Canada’s first home World Cup moment arrives with ceremony, scale, and unmistakable national pride. The 2026 FIFA World Cup is now underway across Canada, the United States, and Mexico, and Toronto will play a central role when Canada stages its opening celebration before the men’s national team takes the field for the country’s first World Cup match on home soil.
What makes this night different
This tournament is already historic because it is the first men’s World Cup shared by three nations, and Canada’s place in it carries special weight. The opening stretch spans 104 matches in 16 host cities, but for Canadian supporters, the spotlight falls on Toronto and the chance to see the national team begin a World Cup campaign in front of a home crowd.
The ceremony at Toronto Stadium is scheduled for June 12 at 1:30 p.m. local time, or 17:30 GMT, and it is built around the idea of a cultural mosaic. The show is expected to last about 13 minutes and open with a countdown that traces a route “from coast to coast to coast,” a phrase meant to reflect the breadth of the country.
The Toronto program
The Canadian celebration is designed to show performers and styles that reflect the country’s diversity. Reported participants include:
- Alanis Morissette
- Alessia Cara
- Jessie Reyez
- Michael Bublé
- William Prince
- Elyanna
- Nora Fatehi
- Sanjoy
- Vegedream
FIFA President Gianni Infantino described the production as a strong expression of Canada’s identity and called it a moment of pride, unity, and anticipation as the country steps onto the world stage.
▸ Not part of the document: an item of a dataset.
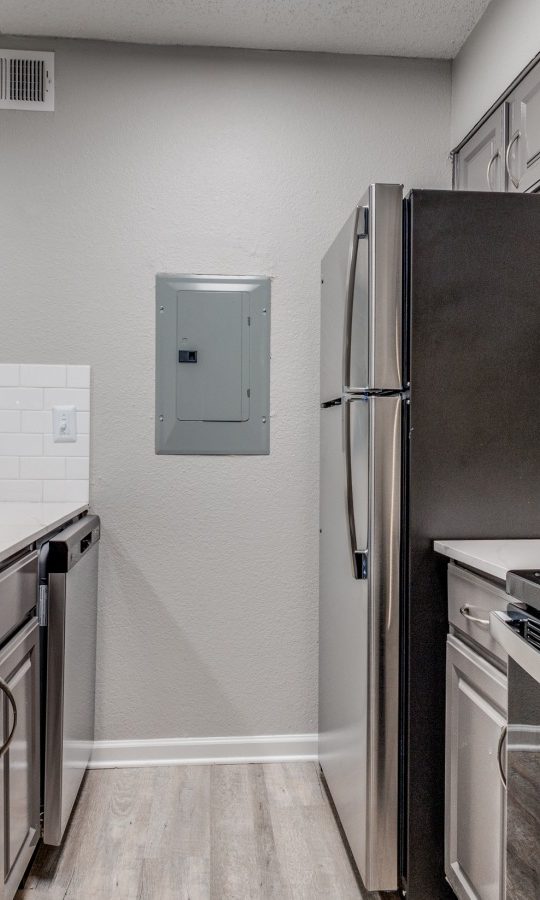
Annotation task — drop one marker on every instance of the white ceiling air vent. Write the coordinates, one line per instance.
(26, 80)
The tone is meant to be celebratory rather than ceremonial in the formal sense: music, movement, and national symbolism are doing most of the work here. Toronto is not just hosting a pregame event; it is helping frame how Canada introduces itself to the tournament.
The match that follows
Immediately after the show, Canada will face Bosnia and Herzegovina at 3 p.m. local time, or 19:00 GMT. It is a major milestone for a team that has spent years building toward this moment, because it will be the first time Canada has ever played a World Cup match on home soil.
That detail matters far beyond the scoreboard. Home crowds tend to change the emotional rhythm of a tournament opener, and Toronto’s atmosphere is expected to reflect the significance of the occasion. For Canadian fans, the evening is not only about football; it is about finally seeing the national team enter the sport’s biggest stage in its own country.
How the three hosts are linking their openings
Canada’s ceremony is part of a coordinated trio of opening shows across the host nations, each tied to the same broad idea: football as a force that crosses borders. The productions are being overseen by Marco Balich, who has previously worked on major Olympic opening ceremonies.
Each country is using a different visual theme:
- Canada: a cultural mosaic
- Mexico: traditional paper art through papel picado
- The United States: a bright, “super shiny, glowing cup” concept
Mexico’s ceremony starts first, on June 11 in Mexico City, 90 minutes before its opening match against South Africa. That program is the longest of the three, at roughly 16-and-a-half minutes, and it will feature Indigenous performers and folkloric acts, along with artists such as Shakira, Alejandro Fernández, J Balvin, Maná, and Tyla. Authorities in the capital have also declared June 11 a public holiday, with schools closed and remote work encouraged.
The U.S. celebration follows on June 12 in Los Angeles before its match against Paraguay. Its lineup includes Katy Perry, Future, Anitta, LISA, Rema, and Tyla.
Watching from Canada
Canadian audiences can follow the opening ceremonies and matches on CTV and TSN, with French-language coverage on RDS. Viewers in the United States will have coverage on FOX, FS1, and Tubi, while audiences in the United Kingdom can watch on the BBC and ITV.
In practical terms, the opening stretch gives fans a full day-and-a-half of ceremony-led buildup before the tournament’s early matches begin to settle into rhythm. The ceremonies are not isolated moments; they are part of a shared opening sequence that moves from Mexico to Canada to the United States.
Preparing the city
Toronto organizers are managing the expected influx of visitors by expanding transit service and coordinating efforts to reduce congestion near the stadium. Security and logistics are major concerns across all three host countries as the tournament begins.
Elsewhere, preparations have not been entirely smooth. In Mexico City, protests by teachers’ unions have raised the possibility of road blockages near the stadium, although officials say the ceremony remains secure and have deployed a large security presence. In Los Angeles, officials have stressed crowd management and said they do not expect immigration enforcement at World Cup venues.
For Canada, the immediate focus is simpler: deliver a polished opening, keep the city moving, and give the national team a stage worthy of the moment. If the evening goes as planned, Toronto will offer one of the tournament’s most memorable first impressions.